SHAZAM! Captain Marvel and Billy Batson

This is going to be kind of a weird one. The upcoming SHAZAM movie looks like a lot of fun, and I’ll no doubt be there on opening weekend to watch it. But it does complete the character’s transformation from his original conception as Captain Marvel into something else. Based on everything we’ve seen so far in trailers and advance promotion, SHAZAM is built around the current notion of the character, one that really has its roots in Alan Moore’s MARVELMAN stories. The premise of SHAZAM is simple: it’s Tom Hanks’ BIG with super-powers. And that’s not really Captain Marvel at all.

The idea that Captain Marvel/SHAZAM is just Billy Batson in an adult body is really a relatively recent construction, a way of finding an additional wrinkle built into the character that would help to differentiate him from Superman, with whom he now shares a fictional universe. But this wasn’t the case with the original Fawcett Captain Marvel. While they share an existence, Billy Batson and Captain Marvel are two separate entities–Billy doesn’t become Captain Marvel so much as he summons Captain Marvel. (This is one of the things I enjoyed about Jeff Smith’s Monster Society of Evil project of a decade or so ago–he was one of the very few in recent memory to build his story around that original dynamic.)

Now, I don’t mean this as a question of right and wrong–there have been good and bad stories done with each set-up. But as a fan of the original Captain Marvel, my personal preference is for the original set-up. And so, all of this preamble is an excuse to present Exhibit A–a story first published in CAPTAIN MARVEL ADVENTURES #73 entitled “Captain Marvel Meets Billy Batson.” There are other stories in the 1940s and 1950s that illustrate the relationship between the Captain and Billy, but none of them that I’ve come across lays things out quite so clearly as this.

Okay, here’s the premise of this story in a nutshell: Zeus has a sore shoulder and keeps missing the mark when hurling the SHAZAM lightning earthward in response to Billy or Captain Marvel’s utterance of the magic word.
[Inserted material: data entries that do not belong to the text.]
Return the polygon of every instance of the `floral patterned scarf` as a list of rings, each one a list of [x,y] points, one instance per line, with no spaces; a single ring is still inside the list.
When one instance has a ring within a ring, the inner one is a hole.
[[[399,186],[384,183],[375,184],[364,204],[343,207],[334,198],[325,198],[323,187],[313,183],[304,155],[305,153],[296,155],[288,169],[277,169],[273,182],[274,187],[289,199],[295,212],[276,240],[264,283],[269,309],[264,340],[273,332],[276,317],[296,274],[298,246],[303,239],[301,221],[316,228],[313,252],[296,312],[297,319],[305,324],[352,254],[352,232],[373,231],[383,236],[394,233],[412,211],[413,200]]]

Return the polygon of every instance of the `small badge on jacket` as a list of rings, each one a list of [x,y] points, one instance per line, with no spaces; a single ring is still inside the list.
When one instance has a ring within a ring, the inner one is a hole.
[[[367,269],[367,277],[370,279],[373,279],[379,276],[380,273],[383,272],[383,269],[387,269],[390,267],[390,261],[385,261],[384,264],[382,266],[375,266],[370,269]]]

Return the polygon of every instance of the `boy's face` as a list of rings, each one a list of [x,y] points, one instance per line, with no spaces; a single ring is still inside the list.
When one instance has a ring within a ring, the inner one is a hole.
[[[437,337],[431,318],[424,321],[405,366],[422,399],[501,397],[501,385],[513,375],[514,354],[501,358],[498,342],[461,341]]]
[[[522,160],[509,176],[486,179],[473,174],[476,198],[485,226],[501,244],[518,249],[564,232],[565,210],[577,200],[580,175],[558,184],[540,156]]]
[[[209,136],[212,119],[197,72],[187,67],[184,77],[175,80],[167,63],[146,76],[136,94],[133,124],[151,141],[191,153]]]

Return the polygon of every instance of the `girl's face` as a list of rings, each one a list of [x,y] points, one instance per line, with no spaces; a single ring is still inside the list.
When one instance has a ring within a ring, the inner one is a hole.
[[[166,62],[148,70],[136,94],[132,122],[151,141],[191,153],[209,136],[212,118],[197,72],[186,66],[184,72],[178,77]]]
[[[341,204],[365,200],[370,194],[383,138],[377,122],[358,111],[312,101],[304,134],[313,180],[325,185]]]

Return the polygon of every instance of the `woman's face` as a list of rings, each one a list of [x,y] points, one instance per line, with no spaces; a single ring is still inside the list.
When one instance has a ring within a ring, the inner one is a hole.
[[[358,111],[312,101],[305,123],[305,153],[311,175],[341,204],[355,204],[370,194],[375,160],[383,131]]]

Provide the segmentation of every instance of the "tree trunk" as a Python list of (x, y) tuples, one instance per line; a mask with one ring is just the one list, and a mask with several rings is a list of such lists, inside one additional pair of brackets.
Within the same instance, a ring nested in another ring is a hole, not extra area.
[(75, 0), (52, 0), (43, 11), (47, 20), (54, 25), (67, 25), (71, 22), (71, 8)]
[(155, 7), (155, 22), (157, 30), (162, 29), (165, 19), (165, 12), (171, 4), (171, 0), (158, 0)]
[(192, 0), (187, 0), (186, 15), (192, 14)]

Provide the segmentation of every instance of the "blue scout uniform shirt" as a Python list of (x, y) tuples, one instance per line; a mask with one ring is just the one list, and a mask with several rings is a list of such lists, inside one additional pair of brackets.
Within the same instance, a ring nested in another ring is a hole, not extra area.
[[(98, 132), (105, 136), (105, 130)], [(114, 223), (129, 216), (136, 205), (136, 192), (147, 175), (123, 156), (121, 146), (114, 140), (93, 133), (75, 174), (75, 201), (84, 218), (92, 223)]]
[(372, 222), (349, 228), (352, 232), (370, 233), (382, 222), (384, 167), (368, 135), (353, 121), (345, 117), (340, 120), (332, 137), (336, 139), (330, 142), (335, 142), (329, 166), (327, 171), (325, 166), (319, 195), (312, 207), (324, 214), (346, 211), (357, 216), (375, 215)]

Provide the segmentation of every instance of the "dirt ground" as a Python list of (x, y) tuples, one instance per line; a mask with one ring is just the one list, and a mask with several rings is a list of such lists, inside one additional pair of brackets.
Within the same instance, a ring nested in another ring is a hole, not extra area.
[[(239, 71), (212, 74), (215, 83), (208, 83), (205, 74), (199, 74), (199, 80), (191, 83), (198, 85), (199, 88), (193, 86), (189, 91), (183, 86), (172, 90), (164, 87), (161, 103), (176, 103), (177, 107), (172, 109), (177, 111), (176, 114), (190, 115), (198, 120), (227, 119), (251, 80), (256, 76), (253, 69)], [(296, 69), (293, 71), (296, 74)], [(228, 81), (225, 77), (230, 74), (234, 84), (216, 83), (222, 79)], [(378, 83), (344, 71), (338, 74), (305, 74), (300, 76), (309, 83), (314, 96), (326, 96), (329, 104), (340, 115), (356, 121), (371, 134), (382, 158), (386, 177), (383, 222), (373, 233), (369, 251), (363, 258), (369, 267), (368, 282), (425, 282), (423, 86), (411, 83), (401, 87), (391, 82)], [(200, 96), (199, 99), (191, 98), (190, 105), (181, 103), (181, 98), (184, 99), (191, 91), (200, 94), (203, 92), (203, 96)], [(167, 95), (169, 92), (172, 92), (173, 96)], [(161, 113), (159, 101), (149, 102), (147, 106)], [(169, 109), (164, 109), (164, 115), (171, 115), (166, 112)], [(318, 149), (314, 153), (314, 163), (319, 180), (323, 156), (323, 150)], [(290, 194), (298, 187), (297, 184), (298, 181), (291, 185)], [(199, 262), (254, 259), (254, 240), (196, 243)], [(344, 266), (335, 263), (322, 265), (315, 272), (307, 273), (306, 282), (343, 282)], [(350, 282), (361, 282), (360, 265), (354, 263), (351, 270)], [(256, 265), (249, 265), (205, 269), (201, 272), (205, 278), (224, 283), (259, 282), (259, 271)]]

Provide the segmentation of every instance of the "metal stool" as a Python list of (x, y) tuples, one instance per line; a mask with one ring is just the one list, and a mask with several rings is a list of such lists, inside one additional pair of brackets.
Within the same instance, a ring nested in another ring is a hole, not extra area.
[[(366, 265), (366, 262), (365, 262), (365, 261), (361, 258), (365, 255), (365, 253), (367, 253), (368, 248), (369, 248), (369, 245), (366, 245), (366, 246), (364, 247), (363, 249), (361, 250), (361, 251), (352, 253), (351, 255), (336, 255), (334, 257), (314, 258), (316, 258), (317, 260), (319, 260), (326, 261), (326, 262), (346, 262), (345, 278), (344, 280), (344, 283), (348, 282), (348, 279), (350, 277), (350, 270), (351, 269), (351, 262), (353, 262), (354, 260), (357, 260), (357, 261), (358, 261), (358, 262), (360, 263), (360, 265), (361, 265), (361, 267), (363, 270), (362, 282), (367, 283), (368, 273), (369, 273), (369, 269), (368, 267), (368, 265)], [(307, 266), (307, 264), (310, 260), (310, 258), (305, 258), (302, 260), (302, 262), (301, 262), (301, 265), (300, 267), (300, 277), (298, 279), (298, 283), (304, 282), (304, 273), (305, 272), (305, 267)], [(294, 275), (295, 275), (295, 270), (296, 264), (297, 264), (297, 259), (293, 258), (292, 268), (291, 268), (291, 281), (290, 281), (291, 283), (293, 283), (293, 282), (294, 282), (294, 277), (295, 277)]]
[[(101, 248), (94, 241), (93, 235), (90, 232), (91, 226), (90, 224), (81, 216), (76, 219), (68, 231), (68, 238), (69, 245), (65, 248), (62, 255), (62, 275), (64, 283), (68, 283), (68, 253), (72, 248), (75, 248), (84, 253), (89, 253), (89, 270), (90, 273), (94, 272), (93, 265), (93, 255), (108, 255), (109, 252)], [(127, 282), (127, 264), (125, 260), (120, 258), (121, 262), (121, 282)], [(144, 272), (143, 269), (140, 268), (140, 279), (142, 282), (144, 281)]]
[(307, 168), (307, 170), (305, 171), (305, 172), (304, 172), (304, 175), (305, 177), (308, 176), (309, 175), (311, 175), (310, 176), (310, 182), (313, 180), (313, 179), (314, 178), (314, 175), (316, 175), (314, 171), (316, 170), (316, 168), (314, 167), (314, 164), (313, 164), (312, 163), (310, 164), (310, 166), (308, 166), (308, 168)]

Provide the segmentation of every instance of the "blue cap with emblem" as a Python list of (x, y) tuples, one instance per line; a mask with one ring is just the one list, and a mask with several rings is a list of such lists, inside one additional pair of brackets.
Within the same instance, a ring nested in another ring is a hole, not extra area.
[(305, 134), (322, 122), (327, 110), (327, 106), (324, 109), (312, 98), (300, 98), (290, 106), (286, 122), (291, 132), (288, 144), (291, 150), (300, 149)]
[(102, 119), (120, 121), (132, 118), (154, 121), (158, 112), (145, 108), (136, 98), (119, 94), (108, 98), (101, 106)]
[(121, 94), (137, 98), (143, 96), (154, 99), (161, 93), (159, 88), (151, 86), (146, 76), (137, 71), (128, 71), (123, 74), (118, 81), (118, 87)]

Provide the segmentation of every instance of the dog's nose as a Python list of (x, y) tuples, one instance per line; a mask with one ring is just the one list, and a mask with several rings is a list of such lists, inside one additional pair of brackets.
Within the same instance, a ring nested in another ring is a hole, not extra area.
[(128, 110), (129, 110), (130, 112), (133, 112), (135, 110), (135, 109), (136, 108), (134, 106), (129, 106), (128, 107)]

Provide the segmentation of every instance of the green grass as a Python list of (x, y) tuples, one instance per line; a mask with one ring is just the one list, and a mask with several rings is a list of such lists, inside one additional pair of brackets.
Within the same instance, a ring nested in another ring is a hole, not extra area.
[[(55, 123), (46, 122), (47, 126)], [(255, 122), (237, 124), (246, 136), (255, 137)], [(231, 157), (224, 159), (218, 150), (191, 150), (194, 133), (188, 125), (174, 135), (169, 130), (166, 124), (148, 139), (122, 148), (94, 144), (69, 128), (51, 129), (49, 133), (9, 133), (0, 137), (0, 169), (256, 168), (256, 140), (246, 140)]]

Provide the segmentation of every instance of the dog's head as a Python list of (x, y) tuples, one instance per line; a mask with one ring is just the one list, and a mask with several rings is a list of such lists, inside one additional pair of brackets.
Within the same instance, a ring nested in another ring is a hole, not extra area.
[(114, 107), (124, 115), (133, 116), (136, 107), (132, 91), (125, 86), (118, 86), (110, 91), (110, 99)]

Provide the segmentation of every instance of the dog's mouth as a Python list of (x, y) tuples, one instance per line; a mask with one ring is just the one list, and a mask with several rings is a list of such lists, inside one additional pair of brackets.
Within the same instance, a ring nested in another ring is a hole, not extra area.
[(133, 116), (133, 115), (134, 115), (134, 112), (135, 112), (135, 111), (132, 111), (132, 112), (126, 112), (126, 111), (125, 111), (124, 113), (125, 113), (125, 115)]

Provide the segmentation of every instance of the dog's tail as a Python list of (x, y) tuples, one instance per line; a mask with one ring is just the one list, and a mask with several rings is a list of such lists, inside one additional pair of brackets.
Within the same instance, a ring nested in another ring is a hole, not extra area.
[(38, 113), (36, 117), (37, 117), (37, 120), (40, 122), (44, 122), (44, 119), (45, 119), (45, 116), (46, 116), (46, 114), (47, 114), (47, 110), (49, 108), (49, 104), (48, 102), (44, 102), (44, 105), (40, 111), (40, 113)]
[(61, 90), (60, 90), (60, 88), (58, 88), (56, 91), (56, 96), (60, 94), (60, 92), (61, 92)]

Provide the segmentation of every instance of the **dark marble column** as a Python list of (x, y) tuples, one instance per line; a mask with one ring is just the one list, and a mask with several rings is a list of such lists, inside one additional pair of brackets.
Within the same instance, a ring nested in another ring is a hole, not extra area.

Here, the lightning strikes a nearby Captain Marvel fan, who is transformed into Captain Marvel–but this is the same Captain Marvel that we know. It’s not the boy in an adult body or any such thing. This is the same Captain Marvel who shares an existence with Billy, and whom he routinely summons.

Captain Marvel has to race to intercept the lightning bolt that restores the kid whose place he usurped. It’s a bit of a metaphysical question as to what would have happened if that bold struck somebody else. Is it possible to manifest two Captain Marvels? Would that other bystander have been transformed into a second Billy Batson? Fortunately, we don’t have to find out. Of note here, the displaced kid does not recall having been Captain Marvel the way Billy usually does–the magic transformation isn’t supposed to work the way it just did.

Here, Zeus just flat-out misses. Nothing much exciting happens as a result–except that Billy Batson punches out a gorilla!

And here, evil gunman Warts Slobbi is struck by the magic lightning and becomes Captain Marvel–and once again, it’s the Captain Marvel we know. He’s not at all influenced by Warts nor is he Warts in a more virile adult body. And after he’s done mobbing up Warts’ mob, he even restrains himself before calling on the lightning so that Warts will be helpless. Presumably, after this story wrapped up, Zeus put some ointment on that shoulder and it healed up nicely.

Now, some will point to Captain Marvel Jr. and Mary Marvel, both of whom are clearly themselves transformed into super-powered incarnations of themselves. And that’s so. But both of them were derived in their way from Captain Marvel, and so their transformations don’t necessarily work precisely as Billy’s does.

So, to sum up succinctly: Captain Marvel /= Billy Batson.

2 thoughts on “SHAZAM! Captain Marvel and Billy Batson

  1. DC started printing new CM/Shazam after I was born. I just missed Don Newton’s stories, but have since read them. I was reading regularly by the time Roy Thomas got to have his new stuff released. Jerry Bingham drawing CM’s retold beginning in the latest “Secret Origins”. And then the 4-issue, something (Legend? Power)? of Shazam w/ Tom Mandrake drawing it (Roy had Don Newton in mind as artist, but sadly…).

    I think it was in the text pages of this miniseries that Roy formally explained the story’s shift to have Billy’s mind in CM’s body. I’d previously read his handling of CM in “All-Star Squadron”. Both CM & Billy were present in the story, thanks for some Nazi meddling. But from what I could tell, Roy was sticking to the original premise of having Billy & CM “switch places”. I think that was true for a DC Comics Presents” annual, by Roy, Joey Cavaleri, & Gil Kane. I think CM was a separate personality in that story.

    Where’d Billy go when CM took his place? In the Rock of Eternity? Or that abandoned subway station? From this story, it looks like there wasn’t a Rock of Eternity for Billy to go to. And why was Zeus throwing the magic bolts? I thought they came from Shazam, from the Rock of Eternity. But maybe those details had been added after DC took over publishing new stories.